現在、世界では旅行者が急速に膨れ、観光地が不足しているという。日本政府は、2020年に訪日外国人旅行者4千万人を掲げている。世界の観光需要からすると決して難しい目標ではない。このような背景を受け、宿泊施設不足が指摘され、ホテルなどの建設が続いている。しかし、その人材が担保される前提でのハードへの投資について危機感を募らせる。
大学、専門学校では「2018年問題」と呼ばれる危機に直面している。それは、入学対象としている18歳人口が、2018年から再減少が始まり、2030年までに約25%減少するというのだ。これは教育機関だけの危機ではない。供給先の産業界の深刻な人材不足の到来を意味している。さらに、この危機は特定産業に偏り、若者に人気のない業種については淘汰へと進む。産業構造そのものの変化なくして、4千万人の外国人を受け入れるどころか産業維持すら危うい。
人材に関する課題は「数」だけではない。「質」の課題にも直面している。日本人から外国人旅行者へと比重を移動させていくなか、語学はもちろん、ムスリムやビーガン(菜食主義者)、そして、グルテンフリーといった多様な宗教や哲学等の知識の獲得が急務となる。

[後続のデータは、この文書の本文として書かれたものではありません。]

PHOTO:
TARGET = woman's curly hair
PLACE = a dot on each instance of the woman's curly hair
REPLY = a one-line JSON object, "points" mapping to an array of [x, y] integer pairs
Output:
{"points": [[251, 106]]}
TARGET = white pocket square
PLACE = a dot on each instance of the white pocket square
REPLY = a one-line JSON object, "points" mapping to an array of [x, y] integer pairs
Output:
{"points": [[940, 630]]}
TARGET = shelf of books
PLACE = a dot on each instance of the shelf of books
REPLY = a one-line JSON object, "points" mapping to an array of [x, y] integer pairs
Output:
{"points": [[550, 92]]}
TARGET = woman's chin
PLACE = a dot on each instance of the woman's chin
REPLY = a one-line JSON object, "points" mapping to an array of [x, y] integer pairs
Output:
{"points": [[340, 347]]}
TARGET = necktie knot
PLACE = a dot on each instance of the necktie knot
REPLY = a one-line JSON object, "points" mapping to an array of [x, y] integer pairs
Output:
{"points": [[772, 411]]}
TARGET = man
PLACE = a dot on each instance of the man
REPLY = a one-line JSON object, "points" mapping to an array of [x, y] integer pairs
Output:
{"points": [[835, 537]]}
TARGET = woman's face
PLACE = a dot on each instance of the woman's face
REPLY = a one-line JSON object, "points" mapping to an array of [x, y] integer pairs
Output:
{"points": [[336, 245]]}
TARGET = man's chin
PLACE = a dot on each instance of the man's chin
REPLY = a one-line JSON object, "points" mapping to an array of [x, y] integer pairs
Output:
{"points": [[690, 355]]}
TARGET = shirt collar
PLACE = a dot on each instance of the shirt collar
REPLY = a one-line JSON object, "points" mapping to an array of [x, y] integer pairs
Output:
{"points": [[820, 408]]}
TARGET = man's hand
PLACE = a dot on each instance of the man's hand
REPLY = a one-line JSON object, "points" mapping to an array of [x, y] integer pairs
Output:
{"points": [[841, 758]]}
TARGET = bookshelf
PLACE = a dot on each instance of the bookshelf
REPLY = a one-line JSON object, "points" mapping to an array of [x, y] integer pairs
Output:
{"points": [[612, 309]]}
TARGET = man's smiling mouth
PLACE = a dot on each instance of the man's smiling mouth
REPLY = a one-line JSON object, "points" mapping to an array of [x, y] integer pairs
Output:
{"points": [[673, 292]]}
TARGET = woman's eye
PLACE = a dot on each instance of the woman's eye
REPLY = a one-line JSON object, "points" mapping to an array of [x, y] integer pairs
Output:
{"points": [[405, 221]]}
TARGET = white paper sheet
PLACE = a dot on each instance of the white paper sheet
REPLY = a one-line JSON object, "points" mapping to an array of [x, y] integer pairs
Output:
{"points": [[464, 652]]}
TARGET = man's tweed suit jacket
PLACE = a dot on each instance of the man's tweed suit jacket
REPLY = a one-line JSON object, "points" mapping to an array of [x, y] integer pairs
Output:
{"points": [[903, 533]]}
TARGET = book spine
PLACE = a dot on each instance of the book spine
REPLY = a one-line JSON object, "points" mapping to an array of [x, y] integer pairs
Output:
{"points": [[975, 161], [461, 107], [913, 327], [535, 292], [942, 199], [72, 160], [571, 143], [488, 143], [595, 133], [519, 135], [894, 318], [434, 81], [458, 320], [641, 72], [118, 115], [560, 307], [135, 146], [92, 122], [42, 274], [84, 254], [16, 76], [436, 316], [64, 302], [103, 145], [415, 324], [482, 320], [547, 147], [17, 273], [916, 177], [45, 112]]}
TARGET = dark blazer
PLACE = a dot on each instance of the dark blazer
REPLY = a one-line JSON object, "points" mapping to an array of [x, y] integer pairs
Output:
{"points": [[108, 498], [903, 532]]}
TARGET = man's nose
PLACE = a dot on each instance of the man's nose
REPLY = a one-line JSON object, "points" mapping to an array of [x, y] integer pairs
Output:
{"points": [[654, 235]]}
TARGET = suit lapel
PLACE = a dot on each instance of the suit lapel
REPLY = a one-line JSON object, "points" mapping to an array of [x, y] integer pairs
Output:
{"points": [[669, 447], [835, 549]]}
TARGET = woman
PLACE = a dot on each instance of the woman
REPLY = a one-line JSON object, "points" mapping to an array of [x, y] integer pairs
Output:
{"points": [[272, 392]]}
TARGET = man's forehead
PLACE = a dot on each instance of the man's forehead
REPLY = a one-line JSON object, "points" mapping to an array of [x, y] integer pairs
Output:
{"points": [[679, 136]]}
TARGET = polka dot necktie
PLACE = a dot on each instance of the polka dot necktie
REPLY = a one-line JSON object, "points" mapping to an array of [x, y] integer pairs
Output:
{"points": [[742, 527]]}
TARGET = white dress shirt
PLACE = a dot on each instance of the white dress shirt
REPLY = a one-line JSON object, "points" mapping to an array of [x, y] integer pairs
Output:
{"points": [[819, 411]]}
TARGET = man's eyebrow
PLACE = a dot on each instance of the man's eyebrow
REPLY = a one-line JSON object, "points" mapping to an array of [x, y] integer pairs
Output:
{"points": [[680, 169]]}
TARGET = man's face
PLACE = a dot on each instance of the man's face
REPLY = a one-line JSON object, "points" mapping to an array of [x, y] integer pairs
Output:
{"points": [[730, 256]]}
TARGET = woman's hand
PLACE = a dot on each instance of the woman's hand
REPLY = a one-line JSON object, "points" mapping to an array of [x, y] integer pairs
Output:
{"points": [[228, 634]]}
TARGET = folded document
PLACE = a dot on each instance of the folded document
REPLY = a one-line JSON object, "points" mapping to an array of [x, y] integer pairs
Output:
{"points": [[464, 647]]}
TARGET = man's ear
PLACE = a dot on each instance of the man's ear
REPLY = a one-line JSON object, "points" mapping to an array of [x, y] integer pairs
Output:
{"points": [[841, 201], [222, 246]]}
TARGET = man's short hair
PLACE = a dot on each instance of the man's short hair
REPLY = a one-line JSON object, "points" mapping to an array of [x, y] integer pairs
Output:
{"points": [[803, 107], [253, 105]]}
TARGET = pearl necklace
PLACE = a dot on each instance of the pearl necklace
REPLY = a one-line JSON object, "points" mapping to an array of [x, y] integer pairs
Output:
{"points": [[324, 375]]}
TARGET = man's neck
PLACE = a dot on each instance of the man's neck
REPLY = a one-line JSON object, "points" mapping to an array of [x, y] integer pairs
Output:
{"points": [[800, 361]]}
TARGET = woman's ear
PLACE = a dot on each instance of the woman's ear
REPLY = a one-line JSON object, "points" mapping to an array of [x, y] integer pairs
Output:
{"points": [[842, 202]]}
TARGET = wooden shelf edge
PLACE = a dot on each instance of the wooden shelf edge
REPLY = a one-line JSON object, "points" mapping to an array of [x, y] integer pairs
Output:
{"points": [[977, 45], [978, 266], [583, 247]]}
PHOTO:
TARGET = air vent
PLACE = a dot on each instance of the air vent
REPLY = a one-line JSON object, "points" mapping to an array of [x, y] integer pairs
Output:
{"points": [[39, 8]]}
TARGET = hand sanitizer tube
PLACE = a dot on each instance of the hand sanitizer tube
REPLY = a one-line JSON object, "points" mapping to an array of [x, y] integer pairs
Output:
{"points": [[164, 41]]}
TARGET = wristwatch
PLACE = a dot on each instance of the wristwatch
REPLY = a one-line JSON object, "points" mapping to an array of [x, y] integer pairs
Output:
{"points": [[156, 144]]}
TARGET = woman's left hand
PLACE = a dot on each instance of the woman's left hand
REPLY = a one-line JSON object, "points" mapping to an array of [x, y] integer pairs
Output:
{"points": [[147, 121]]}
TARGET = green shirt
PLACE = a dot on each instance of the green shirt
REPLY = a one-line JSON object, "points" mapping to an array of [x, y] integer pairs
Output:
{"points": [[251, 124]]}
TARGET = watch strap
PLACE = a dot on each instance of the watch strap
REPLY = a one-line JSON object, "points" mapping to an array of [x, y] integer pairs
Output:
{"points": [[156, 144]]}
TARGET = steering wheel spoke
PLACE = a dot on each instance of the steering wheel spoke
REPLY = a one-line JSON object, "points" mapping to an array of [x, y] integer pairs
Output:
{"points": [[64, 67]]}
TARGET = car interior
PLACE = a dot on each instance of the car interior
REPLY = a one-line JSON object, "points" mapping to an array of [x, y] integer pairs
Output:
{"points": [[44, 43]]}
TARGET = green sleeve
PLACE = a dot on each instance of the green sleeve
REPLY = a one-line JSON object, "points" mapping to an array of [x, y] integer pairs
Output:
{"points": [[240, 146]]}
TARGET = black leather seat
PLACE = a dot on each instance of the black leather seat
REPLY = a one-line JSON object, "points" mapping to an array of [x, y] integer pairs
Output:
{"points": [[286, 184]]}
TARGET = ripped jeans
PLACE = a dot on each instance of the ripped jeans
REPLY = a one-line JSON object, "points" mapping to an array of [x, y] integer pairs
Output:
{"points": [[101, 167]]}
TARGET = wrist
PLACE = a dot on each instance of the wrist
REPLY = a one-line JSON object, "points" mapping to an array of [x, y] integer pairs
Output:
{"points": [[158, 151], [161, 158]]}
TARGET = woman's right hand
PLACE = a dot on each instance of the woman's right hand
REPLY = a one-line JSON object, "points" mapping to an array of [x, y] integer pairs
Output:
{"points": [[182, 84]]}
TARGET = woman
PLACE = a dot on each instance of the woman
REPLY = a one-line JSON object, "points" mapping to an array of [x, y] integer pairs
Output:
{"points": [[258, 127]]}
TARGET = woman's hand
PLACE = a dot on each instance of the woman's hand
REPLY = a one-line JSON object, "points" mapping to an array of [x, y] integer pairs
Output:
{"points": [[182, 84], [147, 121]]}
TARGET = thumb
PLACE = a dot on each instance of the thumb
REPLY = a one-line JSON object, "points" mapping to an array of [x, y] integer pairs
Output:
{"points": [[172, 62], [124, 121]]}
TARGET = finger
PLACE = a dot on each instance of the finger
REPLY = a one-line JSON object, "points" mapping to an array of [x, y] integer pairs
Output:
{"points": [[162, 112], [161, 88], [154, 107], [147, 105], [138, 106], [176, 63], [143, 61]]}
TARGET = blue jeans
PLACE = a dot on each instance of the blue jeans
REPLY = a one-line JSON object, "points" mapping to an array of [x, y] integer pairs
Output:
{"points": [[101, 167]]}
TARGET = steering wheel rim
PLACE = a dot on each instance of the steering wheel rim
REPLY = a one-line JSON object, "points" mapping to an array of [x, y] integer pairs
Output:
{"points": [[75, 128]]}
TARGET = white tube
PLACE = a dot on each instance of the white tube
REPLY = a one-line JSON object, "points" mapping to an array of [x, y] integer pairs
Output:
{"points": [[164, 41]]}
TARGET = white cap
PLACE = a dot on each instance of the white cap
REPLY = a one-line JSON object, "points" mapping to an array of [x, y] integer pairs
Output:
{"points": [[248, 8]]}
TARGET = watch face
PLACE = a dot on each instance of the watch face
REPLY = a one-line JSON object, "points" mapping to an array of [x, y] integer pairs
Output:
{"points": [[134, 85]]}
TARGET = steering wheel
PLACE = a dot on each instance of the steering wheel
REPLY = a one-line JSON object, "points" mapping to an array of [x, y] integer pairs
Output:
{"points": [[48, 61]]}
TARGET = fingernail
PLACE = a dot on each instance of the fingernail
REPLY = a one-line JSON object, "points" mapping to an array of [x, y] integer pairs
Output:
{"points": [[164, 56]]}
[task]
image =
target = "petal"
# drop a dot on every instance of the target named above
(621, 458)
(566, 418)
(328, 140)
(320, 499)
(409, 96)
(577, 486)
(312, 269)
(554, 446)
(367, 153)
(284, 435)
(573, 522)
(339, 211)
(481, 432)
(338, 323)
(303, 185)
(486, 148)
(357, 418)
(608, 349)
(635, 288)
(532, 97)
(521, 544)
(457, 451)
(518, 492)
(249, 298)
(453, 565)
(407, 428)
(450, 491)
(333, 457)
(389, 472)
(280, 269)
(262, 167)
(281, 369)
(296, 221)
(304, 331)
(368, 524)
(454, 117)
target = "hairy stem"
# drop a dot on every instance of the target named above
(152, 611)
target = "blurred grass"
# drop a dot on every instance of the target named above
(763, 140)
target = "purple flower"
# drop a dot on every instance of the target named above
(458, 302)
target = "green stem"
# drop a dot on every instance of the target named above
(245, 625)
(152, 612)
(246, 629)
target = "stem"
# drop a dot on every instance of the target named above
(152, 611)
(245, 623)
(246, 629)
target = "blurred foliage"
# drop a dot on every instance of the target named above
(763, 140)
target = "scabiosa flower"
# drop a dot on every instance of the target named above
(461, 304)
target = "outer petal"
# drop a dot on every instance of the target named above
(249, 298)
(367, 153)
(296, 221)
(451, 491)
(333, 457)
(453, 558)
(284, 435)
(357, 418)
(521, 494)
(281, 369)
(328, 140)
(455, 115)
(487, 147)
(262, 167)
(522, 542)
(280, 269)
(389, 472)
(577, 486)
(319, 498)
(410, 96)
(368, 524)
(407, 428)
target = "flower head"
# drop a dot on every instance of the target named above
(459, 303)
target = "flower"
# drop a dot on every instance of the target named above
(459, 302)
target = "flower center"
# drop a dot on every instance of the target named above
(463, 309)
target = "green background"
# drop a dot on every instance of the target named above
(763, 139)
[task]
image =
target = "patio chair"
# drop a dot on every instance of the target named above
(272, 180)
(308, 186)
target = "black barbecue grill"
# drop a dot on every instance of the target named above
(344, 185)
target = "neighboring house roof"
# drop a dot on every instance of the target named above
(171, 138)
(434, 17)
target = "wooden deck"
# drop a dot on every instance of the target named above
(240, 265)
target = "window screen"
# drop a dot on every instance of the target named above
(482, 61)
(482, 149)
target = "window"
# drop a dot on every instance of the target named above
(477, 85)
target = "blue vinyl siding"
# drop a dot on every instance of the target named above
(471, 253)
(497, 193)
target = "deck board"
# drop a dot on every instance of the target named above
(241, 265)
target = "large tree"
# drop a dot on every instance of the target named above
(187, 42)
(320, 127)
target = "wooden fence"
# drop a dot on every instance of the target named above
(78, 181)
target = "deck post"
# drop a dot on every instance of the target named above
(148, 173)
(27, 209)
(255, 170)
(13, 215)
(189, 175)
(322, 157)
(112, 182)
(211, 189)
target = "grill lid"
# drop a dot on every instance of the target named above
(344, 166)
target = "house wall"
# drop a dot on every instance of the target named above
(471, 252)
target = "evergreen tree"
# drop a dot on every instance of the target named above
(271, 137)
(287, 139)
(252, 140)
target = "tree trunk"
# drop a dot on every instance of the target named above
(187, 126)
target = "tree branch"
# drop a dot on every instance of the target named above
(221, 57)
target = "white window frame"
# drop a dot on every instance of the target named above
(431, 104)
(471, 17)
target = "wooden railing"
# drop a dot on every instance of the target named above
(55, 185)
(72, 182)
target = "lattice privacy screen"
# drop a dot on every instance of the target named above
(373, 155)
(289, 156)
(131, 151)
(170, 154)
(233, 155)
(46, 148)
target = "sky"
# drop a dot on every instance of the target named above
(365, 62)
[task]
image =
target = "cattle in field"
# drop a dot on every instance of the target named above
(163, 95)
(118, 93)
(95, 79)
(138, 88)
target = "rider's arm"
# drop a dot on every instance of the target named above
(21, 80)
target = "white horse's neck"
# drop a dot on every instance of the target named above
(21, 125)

それだけではない。オリンピックの食材の調達コードでは、すべての食材に持続可能な生産管理の国際規格であるグローバルGAPを踏襲することになった。日本は、この対応に遅れ、選手村等で日本産食材の使用が危ぶまれている。この多様性や持続可能性といった国際的な価値観は、自然との共生観を有する日本文化が、色濃く持ち合わせているものである。その根底が揺らぎかねない。
現在では、これらの課題に企業ごとに対峙している。しかし、この課題解消には産官学にて取り組むべきだ。現在、私たちは、「食」「農」「観光」、「地方」「都市」「国際社会」とのネットワーク創りに取り組んでいる。どれだけ多くの人と連携できるかが、この課題解消のカギとなる。